If there was a constant parade of baddies coming in to your town it would play more like an RTS than a building game. You would only be placing buildings to get more stuff to fight MOB’s with. You would take little time in their placement, just get them as quickly as possible. This would be too much combat.
If there was only a few weak baddies every once in a while then you wouldn’t even pay them much attention, just make a few soldiers and carry on. There would be no challenge, no reason to plan how your town grows, with appropriate defenses along the way. You should have to consider defense at every stage of your town’s progress. As you expand later in the game, with stronger enemies you should have to secure and defend an area before building it up. If done properly it should be challenging but still allow you to design your town the way you see it in your mind, and not just have to put things down as quickly as you can to prevent losing the game.
I kind of envision building a small quick perimeter on first arrival. After it’s complete, during the day send out work parties to start construction of an expanded perimeter with guards to protect the workers. While you are doing this you might have to recall everyone to your original perimeter if a strong enemy comes by. Fight him from where you can defend yourself better, then go back out and repair the damage and continue. Once you have an expanded perimeter workers can work without guards and productivity can increase.
The idea of the enemies having their own little stories, goals, and even their own towns is a real juicy bit of awesomeness. This add’s so much flavor to the game compared to random enemies spawning on the map and attacking you. or just static random enemies that you bump into.
Yes, @Avairian is totally right, when I said “anywhere” I meant anywhere in the lua code. Sorry for the misunderstanding.
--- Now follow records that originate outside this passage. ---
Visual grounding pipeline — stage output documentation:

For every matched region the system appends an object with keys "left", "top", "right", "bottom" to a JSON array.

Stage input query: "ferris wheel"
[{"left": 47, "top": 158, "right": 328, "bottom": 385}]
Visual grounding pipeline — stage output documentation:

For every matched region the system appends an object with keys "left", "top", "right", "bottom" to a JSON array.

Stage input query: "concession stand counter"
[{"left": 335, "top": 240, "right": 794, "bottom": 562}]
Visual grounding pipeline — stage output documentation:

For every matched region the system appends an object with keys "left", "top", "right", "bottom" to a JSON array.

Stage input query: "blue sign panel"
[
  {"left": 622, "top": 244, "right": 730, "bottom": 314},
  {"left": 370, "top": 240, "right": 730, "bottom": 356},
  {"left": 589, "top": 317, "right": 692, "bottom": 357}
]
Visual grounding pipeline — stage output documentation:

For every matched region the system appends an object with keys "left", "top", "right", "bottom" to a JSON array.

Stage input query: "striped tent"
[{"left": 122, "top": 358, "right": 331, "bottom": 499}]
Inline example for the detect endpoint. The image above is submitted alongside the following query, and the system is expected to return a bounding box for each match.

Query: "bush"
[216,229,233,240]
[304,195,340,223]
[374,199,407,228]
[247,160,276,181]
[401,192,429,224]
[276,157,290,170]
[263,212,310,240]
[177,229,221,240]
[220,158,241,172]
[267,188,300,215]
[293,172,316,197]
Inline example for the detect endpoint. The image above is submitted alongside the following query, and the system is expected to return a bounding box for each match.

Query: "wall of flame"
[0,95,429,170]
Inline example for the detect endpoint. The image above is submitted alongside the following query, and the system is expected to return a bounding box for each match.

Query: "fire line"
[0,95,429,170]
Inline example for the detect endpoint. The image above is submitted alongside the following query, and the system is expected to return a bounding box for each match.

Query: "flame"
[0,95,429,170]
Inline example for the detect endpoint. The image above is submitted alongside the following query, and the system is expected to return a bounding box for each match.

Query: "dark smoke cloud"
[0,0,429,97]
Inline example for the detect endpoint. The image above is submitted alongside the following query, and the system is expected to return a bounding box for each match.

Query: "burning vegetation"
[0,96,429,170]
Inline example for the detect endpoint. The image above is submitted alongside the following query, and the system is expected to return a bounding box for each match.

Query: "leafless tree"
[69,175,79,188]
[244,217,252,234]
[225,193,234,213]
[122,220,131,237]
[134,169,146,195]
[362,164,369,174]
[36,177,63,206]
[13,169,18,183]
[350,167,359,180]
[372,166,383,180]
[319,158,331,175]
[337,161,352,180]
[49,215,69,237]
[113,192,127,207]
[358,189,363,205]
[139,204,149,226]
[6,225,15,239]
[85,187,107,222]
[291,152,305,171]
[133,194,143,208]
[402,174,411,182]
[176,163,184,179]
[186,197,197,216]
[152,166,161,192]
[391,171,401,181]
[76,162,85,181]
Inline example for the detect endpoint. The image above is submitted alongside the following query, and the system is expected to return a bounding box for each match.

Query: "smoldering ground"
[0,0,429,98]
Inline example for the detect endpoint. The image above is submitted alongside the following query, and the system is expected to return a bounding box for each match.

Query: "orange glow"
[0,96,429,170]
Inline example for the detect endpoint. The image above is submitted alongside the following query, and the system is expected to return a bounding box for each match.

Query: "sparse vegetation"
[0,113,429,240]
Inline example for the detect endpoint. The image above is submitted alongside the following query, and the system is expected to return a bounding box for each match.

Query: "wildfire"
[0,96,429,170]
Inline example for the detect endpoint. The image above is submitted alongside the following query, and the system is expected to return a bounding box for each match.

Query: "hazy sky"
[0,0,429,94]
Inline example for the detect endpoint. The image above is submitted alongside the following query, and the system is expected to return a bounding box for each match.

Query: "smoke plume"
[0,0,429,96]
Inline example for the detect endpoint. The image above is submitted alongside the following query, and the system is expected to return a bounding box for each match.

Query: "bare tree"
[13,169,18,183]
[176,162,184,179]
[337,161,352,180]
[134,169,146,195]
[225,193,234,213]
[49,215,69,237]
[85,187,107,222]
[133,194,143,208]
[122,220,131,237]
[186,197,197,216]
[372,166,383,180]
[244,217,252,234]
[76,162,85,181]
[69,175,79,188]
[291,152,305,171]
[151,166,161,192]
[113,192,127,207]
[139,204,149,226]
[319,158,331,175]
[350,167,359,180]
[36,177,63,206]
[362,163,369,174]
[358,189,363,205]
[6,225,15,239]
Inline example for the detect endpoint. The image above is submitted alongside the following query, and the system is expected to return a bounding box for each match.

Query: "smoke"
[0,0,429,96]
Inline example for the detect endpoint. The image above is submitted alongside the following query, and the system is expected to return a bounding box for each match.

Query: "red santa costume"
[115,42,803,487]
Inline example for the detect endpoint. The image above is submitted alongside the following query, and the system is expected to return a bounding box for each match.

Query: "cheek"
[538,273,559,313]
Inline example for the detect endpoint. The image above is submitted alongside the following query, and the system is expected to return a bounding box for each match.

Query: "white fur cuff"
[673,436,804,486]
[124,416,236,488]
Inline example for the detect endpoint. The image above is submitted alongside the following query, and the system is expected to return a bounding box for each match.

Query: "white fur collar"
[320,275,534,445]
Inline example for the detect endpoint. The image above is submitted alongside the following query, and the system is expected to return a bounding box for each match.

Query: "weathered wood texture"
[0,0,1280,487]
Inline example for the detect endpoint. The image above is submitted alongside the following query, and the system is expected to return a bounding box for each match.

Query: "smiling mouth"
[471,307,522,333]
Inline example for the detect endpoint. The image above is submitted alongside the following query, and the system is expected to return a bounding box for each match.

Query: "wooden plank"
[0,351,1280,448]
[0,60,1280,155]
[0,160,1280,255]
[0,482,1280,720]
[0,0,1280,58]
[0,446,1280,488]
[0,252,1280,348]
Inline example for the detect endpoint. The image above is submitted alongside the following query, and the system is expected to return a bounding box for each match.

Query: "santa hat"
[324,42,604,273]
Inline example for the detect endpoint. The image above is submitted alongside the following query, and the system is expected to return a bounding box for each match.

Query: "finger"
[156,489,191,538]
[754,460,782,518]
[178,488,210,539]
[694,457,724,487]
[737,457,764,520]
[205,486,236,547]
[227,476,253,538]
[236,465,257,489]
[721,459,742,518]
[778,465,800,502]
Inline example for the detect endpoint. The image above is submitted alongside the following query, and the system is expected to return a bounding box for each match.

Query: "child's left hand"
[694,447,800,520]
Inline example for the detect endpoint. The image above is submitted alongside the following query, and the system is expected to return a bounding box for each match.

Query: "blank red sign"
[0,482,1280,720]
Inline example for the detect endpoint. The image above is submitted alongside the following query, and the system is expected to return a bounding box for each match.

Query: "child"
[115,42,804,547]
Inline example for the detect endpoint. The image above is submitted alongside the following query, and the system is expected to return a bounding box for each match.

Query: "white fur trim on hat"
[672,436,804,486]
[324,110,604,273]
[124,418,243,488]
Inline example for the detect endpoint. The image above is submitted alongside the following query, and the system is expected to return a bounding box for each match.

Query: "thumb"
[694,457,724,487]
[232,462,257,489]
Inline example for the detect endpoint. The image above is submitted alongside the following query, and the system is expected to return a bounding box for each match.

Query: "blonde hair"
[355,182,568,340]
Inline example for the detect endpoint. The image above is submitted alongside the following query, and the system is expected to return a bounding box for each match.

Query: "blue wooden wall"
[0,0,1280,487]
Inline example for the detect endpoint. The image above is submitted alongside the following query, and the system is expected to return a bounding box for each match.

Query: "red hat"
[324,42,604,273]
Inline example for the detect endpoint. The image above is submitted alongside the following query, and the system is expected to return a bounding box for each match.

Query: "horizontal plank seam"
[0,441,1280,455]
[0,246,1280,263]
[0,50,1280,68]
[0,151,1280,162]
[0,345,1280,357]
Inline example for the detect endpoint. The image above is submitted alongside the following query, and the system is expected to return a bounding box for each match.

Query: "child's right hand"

For a look into the lua modding universe check out this post here:
http://stonehearth.net/2014/03/18/desktop-tuesday-farming-and-other-mysteries/
yes
too little, only a few goblin attacks. granted I didn’t play a very long game
no
This game, similar to Stonehearth in a way, I feel has a combat system less similar to ‘plain hit-points’ that can be used to influence and modify Stonehearth’s combat system.
Here’s how it works:
•Each person has a list of body parts that can be damaged individually and a pain level◦Each injured body part contributes to the pain level and will also affect a person’s performance
– Example: If a person gets their leg sliced by a sword they may be limping and therefor move slower until healed
◦When the pain level gets to high the person may die (cumulative injuries are too much to handle by the body)
◦The person can also die from injuries.
– Example: Stabbed in the heart / bleed to death
◦Some injuries may become permanent if left untreated or are too severe
Because of this you may need a doctor-type class who can heal certain injuries or reduce the pain level of a citizen.
Yeah, I’d like to see a DF-style system too, but at the same time my concern is that it’s too complicated.
Regardless of the combat system though, healers would be a great addition to the game later on.
This would be a good and nice idea that I would like to be in the game.